Un mois de février historique

  • Février 2026 est le mois de février le plus pluvieux depuis 1959.
  • Février 2026 figure au 2e rang des mois de février les plus chauds depuis 1900 (+3,5 °C par rapport à la normale 1991-2020), derrière février 1990 (+4,0 °C).

Précipitations hiver 2025-2026

Des sols saturés en fin d’hiver, limitant l’infiltration de l’eau et les décrues

À la fin de l’hiver, les sols sont très humides sur la quasi-totalité du pays. Au total, la France aura connu 49 jours en Vigilance crue de niveau orange ou rouge sur l’hiver, soit plus de deux fois la moyenne historique des 20 années d’existence du service de la Vigilance aux crues.

Enneigement abondant dans les Alpes et les Pyrénées en février

Avec la séquence perturbée de fin janvier et février, l’enneigement est devenu excédentaire sur l’ensemble des massifs. L’enneigement a même été exceptionnel par endroits, notamment sur l’est des Pyrénées, en Ariège ou dans les Pyrénées-Orientales. Dans certains secteurs des Alpes et des Pyrénées, on relève parfois plus de 3 m de neige au-dessus de 2000 mètres.

En lien avec les intempéries (chutes de neige abondantes, vent fort, redoux brutal), le risque avalanches a été important pendant plusieurs jours. Certaines avalanches ont été d’ampleur exceptionnelle et ont atteint des secteurs très bas en altitude.

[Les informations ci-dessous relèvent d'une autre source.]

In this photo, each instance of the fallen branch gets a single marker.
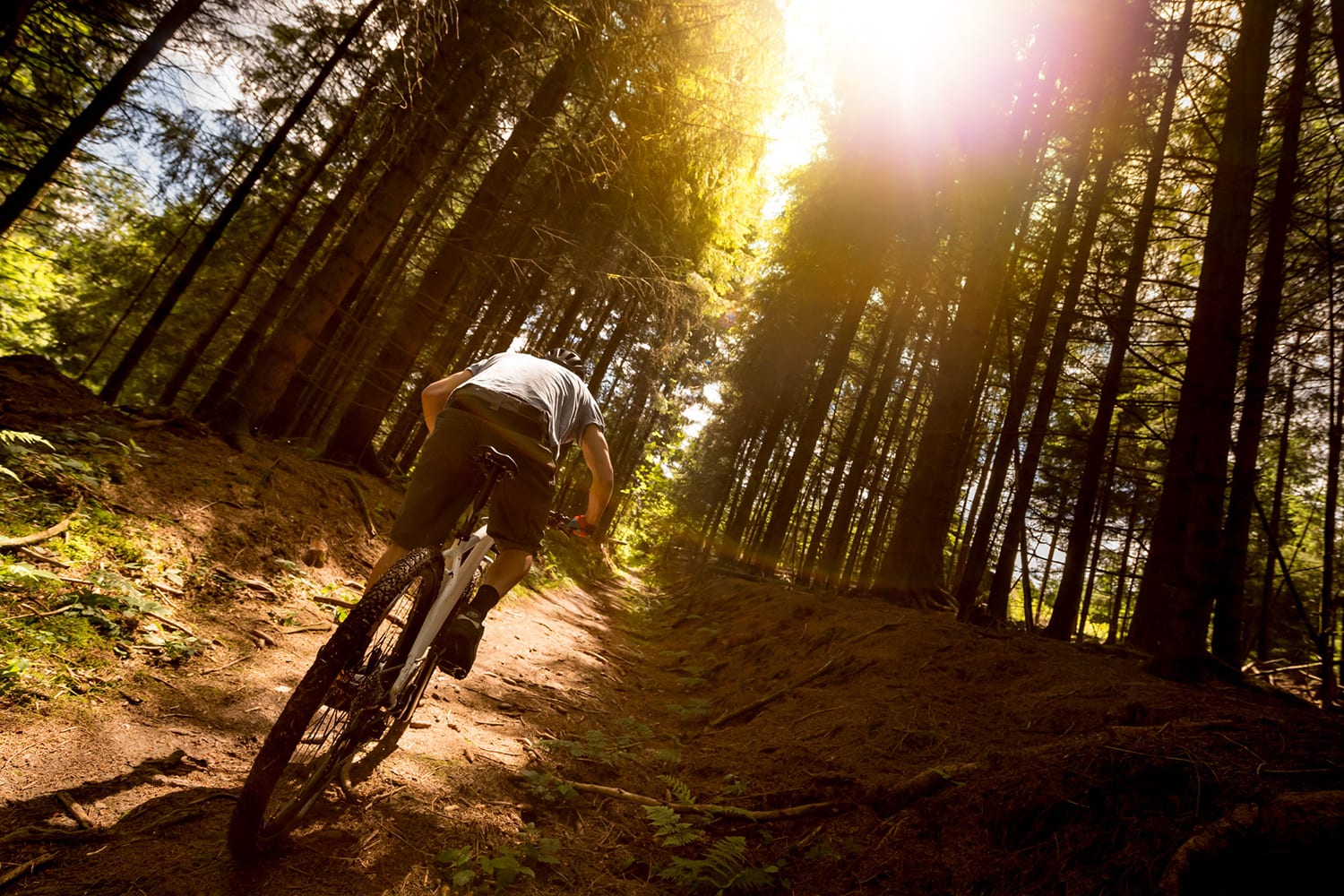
(38, 538)
(1290, 823)
(27, 868)
(363, 505)
(228, 665)
(171, 624)
(335, 602)
(255, 584)
(714, 809)
(43, 557)
(886, 626)
(30, 833)
(771, 697)
(74, 810)
(46, 613)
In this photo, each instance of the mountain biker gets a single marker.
(529, 408)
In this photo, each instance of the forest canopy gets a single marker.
(1043, 331)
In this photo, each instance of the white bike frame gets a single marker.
(460, 562)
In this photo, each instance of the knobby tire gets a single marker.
(335, 710)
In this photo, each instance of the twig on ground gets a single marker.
(255, 584)
(74, 810)
(27, 868)
(38, 538)
(333, 602)
(171, 624)
(45, 613)
(771, 697)
(228, 665)
(43, 557)
(886, 626)
(831, 806)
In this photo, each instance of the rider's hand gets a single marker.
(580, 525)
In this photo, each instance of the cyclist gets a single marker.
(529, 408)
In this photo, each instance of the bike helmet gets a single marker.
(566, 358)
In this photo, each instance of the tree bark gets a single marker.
(18, 202)
(1175, 599)
(117, 379)
(1121, 325)
(258, 392)
(1228, 641)
(395, 360)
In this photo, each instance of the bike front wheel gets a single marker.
(338, 708)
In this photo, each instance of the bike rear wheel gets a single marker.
(363, 767)
(338, 708)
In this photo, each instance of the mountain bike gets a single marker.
(358, 697)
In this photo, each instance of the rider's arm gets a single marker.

Températures : une seule petite séquence hivernale au milieu d’une grande douceur

Hormis l'épisode de froid remarquable, pour le climat actuel, qui s'est mis en place fin décembre 2025 et a duré jusqu’au début du mois de janvier, une grande douceur s’est installée. Décembre 2025 a été très doux (+1,5 °C), janvier 2026 proche de la normale (+0,3 °C), et février 2026 très anormalement chaud (+3,5 °C). En février, il n’y a eu aucun jour sous la normale. Le mois s’est même achevé dans une extrême douceur, avec plus de 20 °C sur une large portion du territoire et plus de 25 °C dans le Sud-Ouest.

Un ensoleillement déficitaire en février 2026, et légèrement déficitaire au cours de l’hiver, conséquence du défilé de perturbations

Après un mois de décembre 2025 plus ensoleillé que la normale (+10 %) et un mois de janvier 2026 proche de la normale, février 2026 affiche un net déficit d’ensoleillement (environ -20 %) malgré le retour du soleil en fin de mois. En février, l’ensoleillement a été déficitaire sur la quasi-totalité de l’Hexagone et la Corse. À l’échelle de l’hiver, l’ensoleillement est déficitaire d’environ 5 %.

Hiver 2025-2026 : le zoom régional

Bilan régional hiver 2025-2026

Des températures élevées pour la saison

Après un automne proche des normales, l’hiver 2026 est marqué par des températures élevées pour la saison sur l’ensemble des régions, à l’exception de la période du 24 décembre au 7 janvier. Les températures moyennes affichent 1,7 à 2,1 °C au-dessus des normales sur une large moitié nord, à l’exception de la Bretagne. Sur les régions de l’Occitanie, Provence - Alpes - Côte d’Azur et Corse, l’anomalie est un peu moins marquée (+1,5 °C). Les températures maximales ont été particulièrement élevées pour la saison du Centre - Val de Loire à l’Île-de-France.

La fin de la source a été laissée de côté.